Emory Law Journal


Nicole Johnson


The Medicaid program operates as a federal-state partnership, in which the states agree to meet certain federally mandated requirements in exchange for federal matching funds for program expenditures. These federal matching funds can be anywhere from 50–90% of health care expenses incurred through state Medicaid programs. As such, states have a substantial interest in continuing this partnership and ensuring that their state plans comply with federal requirements. There is a way, though, in which states can gain more freedom in building their individual state plans. Through section 1115 waivers, states can ask the Centers for Medicare and Medicaid Services (“CMS”) to waive certain federal requirements, thereby allowing a state to implement an “experimental, pilot, or demonstration project” as its Medicaid program. Demonstration projects are intended to benefit health care by allowing states to try innovative ideas. These projects also benefit states and state Medicaid beneficiaries by allowing states to try different approaches to Medicaid that are better tailored to local needs. However, since their inception in the 1960s, section 1115 waivers have been abused. For example, the federal government has used these waivers to push political agendas on states, and states have used the waivers to cut corners purely in the interest of saving money. Many scholars have spoken to these issues and proposed novel solutions. This Comment specifically looks to one aspect of potential abuse: the duration of the operation of demonstration projects.

In 2017, CMS promulgated guidance that allowed for extensions of “routine, successful, non-complex” demonstration projects for up to ten years. However, section 1315, the governing statute of section 1115 waivers, only allows for extensions of up to three or five years. In fact, the statute explicitly limits waiver extensions to three or five years in two separate provisions, reinforcing Congress’s intention. Therefore, Congress did not leave a gap for CMS to fill in regard to this precise issue and CMS’s 2017 guidance is an impermissible construction of the statute. Additionally, the language “routine, successful, [and] non-complex” is in tension with the requirement that section 1115 waivers apply to “experimental, pilot, or demonstration project[s].” Experimental, pilot, and demonstration describe projects that have experimental value in that the projects test or trial experimental procedures. Routine, successful, and non-complex describe projects that no longer have experimental value because these projects have already been evaluated and determined to be successful with well-established procedures. In 2022, CMS removed the 2017 guidance and replaced it with 2015 guidance that only allows for waiver extensions up to the statutory limits of three or five years. But before replacing the 2017 guidance, CMS approved waiver extensions ranging from seven to ten years in nine states. A tenth state received an extension of ten years and nearly four months. All but one of those excessive extensions still stand today, unchanged.

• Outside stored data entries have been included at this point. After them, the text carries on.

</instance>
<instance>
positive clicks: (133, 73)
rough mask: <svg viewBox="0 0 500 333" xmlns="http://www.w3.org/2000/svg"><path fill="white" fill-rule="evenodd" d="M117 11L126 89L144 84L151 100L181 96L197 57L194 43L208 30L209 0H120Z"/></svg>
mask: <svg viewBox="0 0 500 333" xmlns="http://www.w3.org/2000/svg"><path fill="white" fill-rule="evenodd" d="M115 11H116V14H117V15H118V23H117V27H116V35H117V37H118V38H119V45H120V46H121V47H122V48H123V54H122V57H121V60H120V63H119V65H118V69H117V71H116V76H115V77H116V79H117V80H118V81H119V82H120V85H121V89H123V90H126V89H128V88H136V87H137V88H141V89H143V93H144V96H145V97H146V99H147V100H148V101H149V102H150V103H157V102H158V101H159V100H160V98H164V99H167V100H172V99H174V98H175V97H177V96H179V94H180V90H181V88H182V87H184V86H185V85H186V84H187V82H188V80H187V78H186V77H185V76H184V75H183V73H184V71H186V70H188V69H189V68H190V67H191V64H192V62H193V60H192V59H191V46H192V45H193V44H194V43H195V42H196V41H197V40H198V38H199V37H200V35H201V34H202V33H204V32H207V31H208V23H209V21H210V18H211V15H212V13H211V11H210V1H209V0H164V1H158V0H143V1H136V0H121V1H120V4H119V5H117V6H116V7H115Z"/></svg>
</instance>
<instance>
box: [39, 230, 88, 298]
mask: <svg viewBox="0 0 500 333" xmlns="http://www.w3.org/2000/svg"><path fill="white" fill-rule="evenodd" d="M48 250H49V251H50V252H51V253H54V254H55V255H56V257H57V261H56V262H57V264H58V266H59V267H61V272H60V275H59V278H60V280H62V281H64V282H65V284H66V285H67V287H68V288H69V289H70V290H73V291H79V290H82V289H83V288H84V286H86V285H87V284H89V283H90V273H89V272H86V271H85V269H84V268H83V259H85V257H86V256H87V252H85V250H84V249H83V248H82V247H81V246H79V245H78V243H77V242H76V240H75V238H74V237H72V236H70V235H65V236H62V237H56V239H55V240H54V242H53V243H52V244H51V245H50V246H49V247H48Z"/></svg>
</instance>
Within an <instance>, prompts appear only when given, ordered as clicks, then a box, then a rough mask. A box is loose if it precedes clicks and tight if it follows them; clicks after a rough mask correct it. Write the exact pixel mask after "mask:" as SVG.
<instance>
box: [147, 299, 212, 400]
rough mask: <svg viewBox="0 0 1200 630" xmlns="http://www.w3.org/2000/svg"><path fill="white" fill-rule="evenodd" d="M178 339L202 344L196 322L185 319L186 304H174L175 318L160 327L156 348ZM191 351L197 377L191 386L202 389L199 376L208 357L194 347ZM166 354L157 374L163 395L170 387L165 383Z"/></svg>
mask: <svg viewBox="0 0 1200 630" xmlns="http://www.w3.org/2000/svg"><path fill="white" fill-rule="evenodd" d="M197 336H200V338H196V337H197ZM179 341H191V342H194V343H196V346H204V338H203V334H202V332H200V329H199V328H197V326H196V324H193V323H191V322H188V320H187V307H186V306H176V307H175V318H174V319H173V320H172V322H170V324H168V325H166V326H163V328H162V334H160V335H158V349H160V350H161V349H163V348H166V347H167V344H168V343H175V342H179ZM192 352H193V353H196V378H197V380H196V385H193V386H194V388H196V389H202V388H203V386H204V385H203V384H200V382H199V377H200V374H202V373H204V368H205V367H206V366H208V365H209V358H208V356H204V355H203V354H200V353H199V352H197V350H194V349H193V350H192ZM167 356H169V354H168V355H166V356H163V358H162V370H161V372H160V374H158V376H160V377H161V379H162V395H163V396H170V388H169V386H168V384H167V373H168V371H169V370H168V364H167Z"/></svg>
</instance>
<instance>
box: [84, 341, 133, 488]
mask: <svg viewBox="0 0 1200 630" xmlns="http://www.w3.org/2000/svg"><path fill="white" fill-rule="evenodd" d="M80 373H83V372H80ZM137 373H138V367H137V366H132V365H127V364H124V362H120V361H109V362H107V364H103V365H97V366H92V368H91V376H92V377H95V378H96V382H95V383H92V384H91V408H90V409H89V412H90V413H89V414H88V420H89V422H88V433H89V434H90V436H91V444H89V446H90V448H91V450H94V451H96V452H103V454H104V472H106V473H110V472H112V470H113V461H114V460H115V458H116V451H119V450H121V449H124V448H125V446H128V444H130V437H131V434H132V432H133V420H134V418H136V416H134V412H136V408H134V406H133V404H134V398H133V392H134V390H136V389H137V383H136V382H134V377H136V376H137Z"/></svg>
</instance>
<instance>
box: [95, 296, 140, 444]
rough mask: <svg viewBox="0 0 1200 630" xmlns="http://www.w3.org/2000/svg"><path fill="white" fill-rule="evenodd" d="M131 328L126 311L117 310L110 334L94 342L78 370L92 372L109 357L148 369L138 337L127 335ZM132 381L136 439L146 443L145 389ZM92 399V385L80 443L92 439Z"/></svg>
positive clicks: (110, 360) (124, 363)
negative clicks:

The original purpose of section 1115 waivers was to create meaningful innovations and improve outcomes for Medicaid beneficiaries. This Comment contends that ten-year extension periods obstruct this purpose. Long project durations like this hinder and delay innovation by allowing stagnant projects to continue to operate for extended periods of time under CMS’s radar. More regular reviews conducted at intervals of five years or fewer provide more opportunities for external review and data examination so CMS and states can make any necessary adjustments. Additionally, ten-year extension periods block stakeholders from participating in the decision-making process for an inordinate amount of time. Stakeholders have shown that they value the opportunity to participate in public notice and comment periods regarding section 1115 waivers and that they do not want to wait ten years to do so. Finally, ten-year extensions effectively solidify the negotiations and agreements made between two administrations—one state and one federal—for an unreasonable amount of time. The effect of this is that future administrations and future voters will be bound by a contract negotiated by individuals who may no longer be in office. Future voters, and the agendas they vote for, should be protected by limiting demonstration project extensions to three or five years.

This Comment argues that, going forward, CMS should refrain from granting extensions in excess of the statutory three- or five-year limits. Further, while CMS has replaced the 2017 guidance, the agency must rescind or amend those extensions approved for periods in excess of five years under it. By revising the extensions to the statutorily prescribed operating periods, CMS would not only improve the functionality of the demonstration projects, but it would also address the invalidity of the 2017 guidance, thereby deterring administrations from reimplementing the ten-year extensions. Taking action by rescinding or amending these extensions is a critical step in ensuring that section 1115 waivers are able to fulfill their potential to create meaningful innovation and improved outcomes for Medicaid beneficiaries.